The Princeton University Art Museum owns the other Tiffany window, currently located at Jadwin Hall. The museum’s current exhibit, Princeton and the Gothic Revival also has a scale model of a window by Francis Lathrop, a follower of Tiffany. It used to be in the Marquand Chapel, before it burned down. Lathrop (according to publicity info) rolled and shaped the glass to mimic the folds of cloth, a technique popularized by the studio of Louis Comfort Tiffany (sepia and brown window shown at left).
In an article for Baltimore magazine Elizabeth A. Evitts explained Louis Comfort Tiffany’s innovations: While the Europeans fired paint directly on the glass, effectively dulling its natural transparency, Tiffany managed to create vivid color in the glass itself. He layered multiple panels to create unparalleled clarity, and the windows shimmered on both sides.
The $64k question, of course is — why does a Methodist church have a window of dragon, let alone a saint? Protestant churches acknowledge saints but unless the saint was a disciple of Jesus, they aren’t generally pictured in our churches. (As you may have figured out, I’m a member of Princeton United Methodist Church, PUMC).
We used to think that the window was “a reject from West Point Cadet Chapel.” That would have made sense. West Point likes war pictures and the two sanctuaries were built at the same time. But no. The real story is that a Princeton University college student, Eddie Durrell, a Methodist preacher’s son, made PUMC his church home in the late 1880s, when the church looked like the picture to the left. The pulpit was occupied by Charles H. McAnney, “an evangelistic preacher of great power,” according to Ruth Woodward in A Journey of Faith for One Hundred Fifty Years: A History of Princeton United Methodist Church. Eddie graduated in 1889 and two years later met an untimely death — apparently in an automobile accident in Italy.
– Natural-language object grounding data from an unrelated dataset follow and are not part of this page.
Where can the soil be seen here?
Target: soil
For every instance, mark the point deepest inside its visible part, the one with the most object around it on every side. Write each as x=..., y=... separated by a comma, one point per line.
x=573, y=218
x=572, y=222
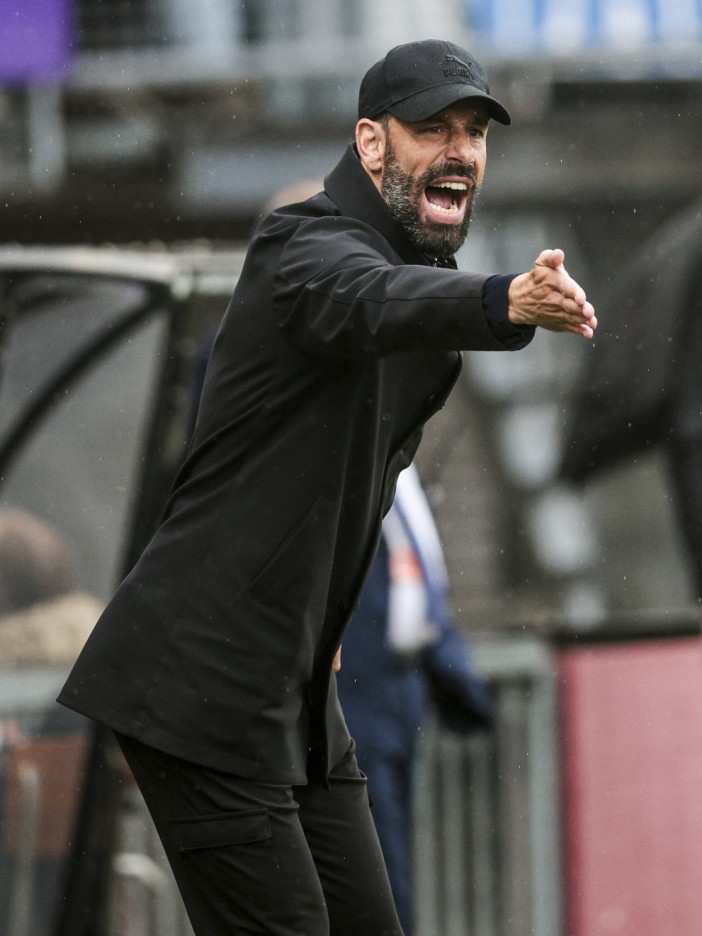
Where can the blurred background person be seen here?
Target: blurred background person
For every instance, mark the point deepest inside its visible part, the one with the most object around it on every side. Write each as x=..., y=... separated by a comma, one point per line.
x=403, y=657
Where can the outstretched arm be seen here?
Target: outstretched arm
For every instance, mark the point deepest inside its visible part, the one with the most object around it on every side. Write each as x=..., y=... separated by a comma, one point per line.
x=548, y=297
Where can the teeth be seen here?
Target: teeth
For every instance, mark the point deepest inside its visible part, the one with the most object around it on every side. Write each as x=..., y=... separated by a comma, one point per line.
x=452, y=210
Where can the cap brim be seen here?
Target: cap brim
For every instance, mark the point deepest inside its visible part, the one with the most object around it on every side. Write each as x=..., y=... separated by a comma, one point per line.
x=425, y=104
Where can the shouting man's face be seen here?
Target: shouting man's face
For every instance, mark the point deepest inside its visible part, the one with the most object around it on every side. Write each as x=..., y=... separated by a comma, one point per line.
x=431, y=173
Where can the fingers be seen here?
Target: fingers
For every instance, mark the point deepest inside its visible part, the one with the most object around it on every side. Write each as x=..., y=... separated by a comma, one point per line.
x=548, y=297
x=551, y=258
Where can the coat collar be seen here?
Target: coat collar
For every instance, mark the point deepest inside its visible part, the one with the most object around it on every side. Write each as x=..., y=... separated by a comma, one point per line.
x=353, y=192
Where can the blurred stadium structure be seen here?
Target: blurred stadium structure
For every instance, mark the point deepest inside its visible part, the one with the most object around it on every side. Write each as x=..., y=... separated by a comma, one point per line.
x=126, y=121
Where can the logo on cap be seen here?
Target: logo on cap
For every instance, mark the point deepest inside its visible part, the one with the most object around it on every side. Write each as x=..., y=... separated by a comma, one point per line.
x=460, y=69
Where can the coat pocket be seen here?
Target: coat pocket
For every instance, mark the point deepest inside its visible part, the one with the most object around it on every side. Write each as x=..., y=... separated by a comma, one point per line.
x=220, y=831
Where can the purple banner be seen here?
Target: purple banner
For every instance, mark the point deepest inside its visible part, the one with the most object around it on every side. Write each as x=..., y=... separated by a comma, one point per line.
x=34, y=39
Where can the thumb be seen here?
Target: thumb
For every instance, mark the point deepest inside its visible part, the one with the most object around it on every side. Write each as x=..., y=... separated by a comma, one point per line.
x=551, y=258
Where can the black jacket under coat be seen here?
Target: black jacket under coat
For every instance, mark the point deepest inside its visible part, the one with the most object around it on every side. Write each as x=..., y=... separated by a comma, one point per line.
x=340, y=341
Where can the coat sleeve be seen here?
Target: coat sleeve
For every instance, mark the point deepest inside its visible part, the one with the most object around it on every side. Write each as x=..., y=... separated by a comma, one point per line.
x=341, y=291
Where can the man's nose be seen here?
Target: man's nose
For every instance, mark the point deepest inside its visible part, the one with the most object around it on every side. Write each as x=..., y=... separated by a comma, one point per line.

His family — grateful for what the church had offered him — donated the window for the new sanctuary, built in 1910 on the property occupied by the old church and the house shown in the picture.
Wrote Ruth Woodward: The magnificent window in the facade of the sanctuary, depicting St. George and the dragon, was the gift of the Reverend Edward Hicks Durrell and his family, in memory of a deceased son and brother, William Edward Durrell, who was a Princeton graduate of 1889. Eddie Durrell died in Italy in 1891 and was buried in the Protestant Cemetery in Rome. Because he was the youngest member of his class, and the first to die, his classmates arranged for a flat marble slab to be erected on his grave as an expression of their love and esteem. The family was probably happy to have an opportunity to provide a memorial of their own.This window was crafted by the Tiffany Studio of New York City, and the Tiffany signature can be found in the lower right corner.
Until I reread the history, I assumed that the deceased student’s name was George. I was wrong. Then my next question is, how could a Methodist pastor’s family afford a Tiffany window?
Because he was also an entrepreneur. While serving a pastorate in Tuckahoe, New Jersey, writes Woodward, he bought a cranberry bog and became one of the largest cranberry growers in the state.